Diana Toucedo is working on her practice-oriented PhD that revolves around the potentialities of editing as a form of knowledge and reflection, unravelling the past and foreseeing the future. From the consolidation of capitalism in Europe, after the fall of the Soviet Union, for the last 40 years society and time have been caught in a kind of enchantment, a kind of sorcery in a reality that has become unitary, compressed and covered by ideology. Images contain and have captured all the social, political, racial, ecological, historical and cultural changes that have taken place since then. The underlying ideology can be traced through the concept of spell, proposed by Belgian philosopher Isabelle Stengers, as a metaphor to analyse and examine the profound complexity of an image.

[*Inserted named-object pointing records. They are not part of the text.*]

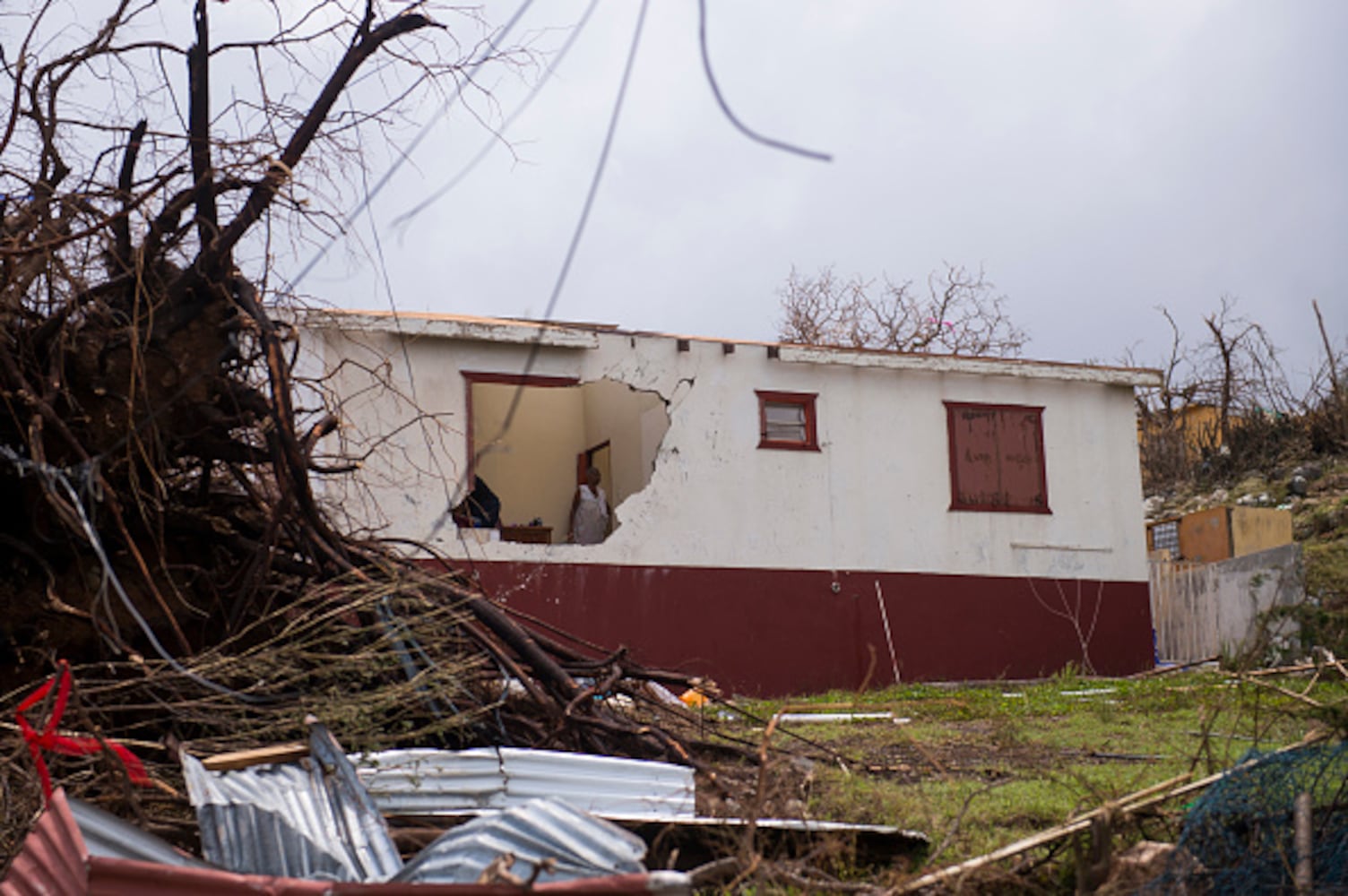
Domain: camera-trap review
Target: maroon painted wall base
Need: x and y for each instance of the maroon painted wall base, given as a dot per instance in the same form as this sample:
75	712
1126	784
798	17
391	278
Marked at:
770	633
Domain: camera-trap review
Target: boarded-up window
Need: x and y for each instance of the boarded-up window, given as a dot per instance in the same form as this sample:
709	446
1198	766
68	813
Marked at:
997	459
786	420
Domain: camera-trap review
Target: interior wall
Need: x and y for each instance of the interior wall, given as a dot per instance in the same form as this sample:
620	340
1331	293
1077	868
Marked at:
532	467
622	417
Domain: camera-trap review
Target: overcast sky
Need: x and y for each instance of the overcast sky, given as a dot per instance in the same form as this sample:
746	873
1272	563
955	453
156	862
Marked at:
1096	159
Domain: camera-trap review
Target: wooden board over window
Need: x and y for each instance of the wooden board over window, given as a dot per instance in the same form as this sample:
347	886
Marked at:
786	420
997	459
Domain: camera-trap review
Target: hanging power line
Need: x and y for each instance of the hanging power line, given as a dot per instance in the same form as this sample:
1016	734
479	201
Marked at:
402	220
411	147
580	227
720	100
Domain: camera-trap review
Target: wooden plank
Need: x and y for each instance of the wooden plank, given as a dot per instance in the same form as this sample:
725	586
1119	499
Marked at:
246	757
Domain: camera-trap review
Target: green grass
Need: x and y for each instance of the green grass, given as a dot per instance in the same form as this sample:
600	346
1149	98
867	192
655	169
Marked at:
991	764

Diana Toucedo explores, through montage and its possibilities, the power relations that images produce today, decoupling and recombining them to ask the recurring and fascinating question: what is an image? What social relevance does it have? How do images deploy a systematic reflection on the historicity of their social function? Or in what ways and how does the production of images participate in the destruction of human beings?
Harun Farocki has reflected throughout his career on the question of what it means to work with existing images rather than producing them himself. The notion of archive, what is an archive and what are the ideological implications that archiving entails, is one of the main lines of inquiry Toucedo wants to explore. The research will be expanded by combining it with the notion of dialectical images, a term used by Walter Benjamin and G. Didi-Huberman. This notion is thought to expose the underlying tensions in history between different conceptions of temporality and difference, and to provide insight into historical conditions. The innate contradictions and injustices of culture are etched into an image like fossils. Thus, history is a living possibility that must be constantly reimagined, fabulated and speculated about. Montage could be the tool for this. Thus, dialectical images invite a way of seeing the past and the present simultaneously, breaking with a patriarchal hegemonic gaze and ideology to pass into a situated, eco-feminist and posthuman gaze. A situated position from which our archives can be examined, interrogated and edited. Through new montage relationships that Diana will explore in the editing room, future times can be revealed to already be condensed and embodied in our archives, revealing our survival gestures, looks and thoughts. What might we see in our past and present archives for our future?
The dissertation with the working title "A future time arriving and passing" is part of the research programme at the Research Group (Lectoraat) of the Netherlands Film Academy and the PhD programme at Pompeu Fabra University.